Overview of drone landing methods

Controlling a drone can be nerve-wracking. No matter how careful you are, if you are not careful, thousands or tens of thousands of dollars of drones may lack arms and legs, run out of electricity, or start flying around and then hit the ground heavily. So, how can we make our drone flight landings safer? First, let's take a look at the main ways drones are recycled.

The development of UAV aerial recovery has gone through three periods: the first period was due to the use of circular parachute systems without glide capability, which is typically used on the American Firebee AQM-34N reconnaissance UAV. The second period began on the basis of the widespread use of ram-winged parafoels with high glide capability, typical of which was the mid-range UAV recovery project developed by the American Vertigo company. The third period was marked by the emergence of intelligent hooks. When the tow parachute rope is in the mouth of one or more intelligent hooks, the hook claw will automatically close after sensing the combination rope (tow parachute rope), completing the hook hook work, greatly improving the application of recovery.
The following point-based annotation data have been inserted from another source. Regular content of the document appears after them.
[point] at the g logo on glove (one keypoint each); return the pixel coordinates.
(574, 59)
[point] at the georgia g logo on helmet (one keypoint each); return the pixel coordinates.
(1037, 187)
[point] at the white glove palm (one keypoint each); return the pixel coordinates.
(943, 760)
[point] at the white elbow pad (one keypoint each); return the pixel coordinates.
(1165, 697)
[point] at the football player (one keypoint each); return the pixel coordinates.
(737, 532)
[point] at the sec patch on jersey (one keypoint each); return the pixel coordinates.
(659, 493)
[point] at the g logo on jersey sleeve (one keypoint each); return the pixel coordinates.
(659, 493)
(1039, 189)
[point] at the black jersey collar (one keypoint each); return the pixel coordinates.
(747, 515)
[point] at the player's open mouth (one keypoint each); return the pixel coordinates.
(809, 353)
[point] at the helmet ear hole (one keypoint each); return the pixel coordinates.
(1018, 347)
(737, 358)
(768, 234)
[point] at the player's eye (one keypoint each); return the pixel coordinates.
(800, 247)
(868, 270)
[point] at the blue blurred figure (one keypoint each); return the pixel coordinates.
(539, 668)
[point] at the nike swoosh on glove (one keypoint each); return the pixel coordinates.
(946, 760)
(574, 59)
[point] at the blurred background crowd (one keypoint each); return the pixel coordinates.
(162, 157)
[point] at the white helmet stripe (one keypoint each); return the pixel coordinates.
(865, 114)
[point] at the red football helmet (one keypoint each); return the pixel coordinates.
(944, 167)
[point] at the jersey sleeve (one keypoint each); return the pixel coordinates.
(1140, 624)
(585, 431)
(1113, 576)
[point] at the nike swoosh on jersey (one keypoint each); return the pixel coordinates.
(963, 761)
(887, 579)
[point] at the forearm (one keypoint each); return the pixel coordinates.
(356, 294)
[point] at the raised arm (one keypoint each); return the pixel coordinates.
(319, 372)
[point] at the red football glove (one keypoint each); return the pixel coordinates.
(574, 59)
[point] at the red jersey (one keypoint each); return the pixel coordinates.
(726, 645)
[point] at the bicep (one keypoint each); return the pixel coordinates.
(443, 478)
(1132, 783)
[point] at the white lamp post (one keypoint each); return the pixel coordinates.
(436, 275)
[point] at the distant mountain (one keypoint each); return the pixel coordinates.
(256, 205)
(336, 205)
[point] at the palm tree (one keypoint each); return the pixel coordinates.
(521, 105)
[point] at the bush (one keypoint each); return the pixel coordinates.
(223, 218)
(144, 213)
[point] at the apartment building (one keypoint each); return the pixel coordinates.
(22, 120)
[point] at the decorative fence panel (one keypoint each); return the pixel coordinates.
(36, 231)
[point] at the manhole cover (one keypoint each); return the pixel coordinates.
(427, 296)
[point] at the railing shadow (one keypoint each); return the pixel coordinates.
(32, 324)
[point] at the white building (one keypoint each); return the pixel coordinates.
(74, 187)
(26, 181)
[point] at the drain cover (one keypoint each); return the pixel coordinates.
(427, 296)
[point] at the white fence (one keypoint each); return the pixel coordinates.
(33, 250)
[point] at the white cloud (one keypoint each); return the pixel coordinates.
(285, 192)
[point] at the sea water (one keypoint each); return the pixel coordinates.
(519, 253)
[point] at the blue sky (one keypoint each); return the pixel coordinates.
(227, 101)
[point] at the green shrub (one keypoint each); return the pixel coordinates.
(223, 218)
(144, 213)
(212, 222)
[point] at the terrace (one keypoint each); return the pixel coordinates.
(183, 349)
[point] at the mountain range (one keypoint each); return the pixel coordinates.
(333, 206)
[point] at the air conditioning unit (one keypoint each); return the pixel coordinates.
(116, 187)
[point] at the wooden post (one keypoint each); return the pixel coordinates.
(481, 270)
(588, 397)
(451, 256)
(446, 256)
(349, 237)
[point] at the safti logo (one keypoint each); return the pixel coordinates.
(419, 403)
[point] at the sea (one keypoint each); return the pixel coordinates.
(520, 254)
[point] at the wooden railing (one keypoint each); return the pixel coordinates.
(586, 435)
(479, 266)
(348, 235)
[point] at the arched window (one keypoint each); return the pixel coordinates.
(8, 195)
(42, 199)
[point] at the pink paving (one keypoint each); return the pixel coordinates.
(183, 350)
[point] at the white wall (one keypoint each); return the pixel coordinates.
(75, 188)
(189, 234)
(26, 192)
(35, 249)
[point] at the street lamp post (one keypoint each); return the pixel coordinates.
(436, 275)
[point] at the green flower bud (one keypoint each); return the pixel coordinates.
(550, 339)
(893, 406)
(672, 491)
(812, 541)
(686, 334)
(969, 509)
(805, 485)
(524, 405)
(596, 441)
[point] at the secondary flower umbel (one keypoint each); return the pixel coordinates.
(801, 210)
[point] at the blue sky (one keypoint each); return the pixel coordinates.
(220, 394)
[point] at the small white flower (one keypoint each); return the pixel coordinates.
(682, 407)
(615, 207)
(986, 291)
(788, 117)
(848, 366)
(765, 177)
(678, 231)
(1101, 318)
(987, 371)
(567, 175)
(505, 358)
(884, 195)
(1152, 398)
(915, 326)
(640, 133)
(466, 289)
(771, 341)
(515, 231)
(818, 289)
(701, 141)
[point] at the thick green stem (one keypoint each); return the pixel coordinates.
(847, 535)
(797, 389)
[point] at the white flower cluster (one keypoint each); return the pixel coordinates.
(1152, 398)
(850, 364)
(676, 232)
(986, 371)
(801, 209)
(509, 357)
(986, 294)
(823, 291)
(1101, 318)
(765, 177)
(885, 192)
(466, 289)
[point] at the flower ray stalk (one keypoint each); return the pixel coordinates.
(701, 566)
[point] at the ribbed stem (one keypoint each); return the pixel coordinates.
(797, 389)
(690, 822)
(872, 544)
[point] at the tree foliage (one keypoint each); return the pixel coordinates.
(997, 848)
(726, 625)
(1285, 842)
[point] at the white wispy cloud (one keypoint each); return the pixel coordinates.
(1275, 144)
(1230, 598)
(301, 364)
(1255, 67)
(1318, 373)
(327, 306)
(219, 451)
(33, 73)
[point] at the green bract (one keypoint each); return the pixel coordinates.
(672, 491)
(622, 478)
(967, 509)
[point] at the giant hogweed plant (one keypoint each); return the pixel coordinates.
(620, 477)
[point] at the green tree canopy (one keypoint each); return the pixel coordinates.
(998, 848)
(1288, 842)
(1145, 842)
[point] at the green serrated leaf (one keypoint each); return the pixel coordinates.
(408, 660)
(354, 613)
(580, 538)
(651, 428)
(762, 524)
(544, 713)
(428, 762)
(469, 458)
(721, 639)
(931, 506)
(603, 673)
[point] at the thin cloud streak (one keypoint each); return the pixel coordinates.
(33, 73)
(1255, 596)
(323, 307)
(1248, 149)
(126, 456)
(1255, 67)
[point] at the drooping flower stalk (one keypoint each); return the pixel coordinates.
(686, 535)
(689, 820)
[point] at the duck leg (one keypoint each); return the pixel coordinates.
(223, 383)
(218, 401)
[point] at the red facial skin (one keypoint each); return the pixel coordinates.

Uav recovery methods can be summarized into parachute recovery, air recovery, landing gear skid landing, arrester net recovery, air cushion landing and vertical two main landing recovery. Some UAVs use non-aircraft recovery, which is usually the recovery of the mission equipment bay, and the rest of the aircraft is not recovered.

For example, the U.S. D-21/GTD-21B had its mission equipment bay ejected from the aircraft and retrieved by C-130 aircraft. Some small UAVs do not use recycling tools when recycling, but rely on a part of the body to directly contact the recycling basking machine, using this simple recycling method of UAVs is usually less than 10kg, and the maximum feature size is below 3.5m. For example, the United Kingdom's UMACII flying wing UAV, after the completion of the mission to land on the belly of the aircraft recovery.

1. Parachute recovery

This is a more common form of recycling. The parachute consists of a main parachute and a secondary parachute (also known as a drag parachute). When the UAV completes the task, the ground station sends a remote control command to the UAV to slow down the engine, slow down the aircraft, and lower the height. When the appropriate flight height and speed are reached, the decelerating parachute is opened to sharply slow down the aircraft and reduce its height, at which time the engine has stopped; When the UAV drops to a certain flight altitude and speed, the recovery control system sends a signal to make the main umbrella open, first in a tight and inflated state, after a certain period of time, the main umbrella is completely inflated; The drone hangs under the main umbrella and lands slowly. The ground touch switch under the aircraft is switched on, so that the main umbrella is separated from the drone.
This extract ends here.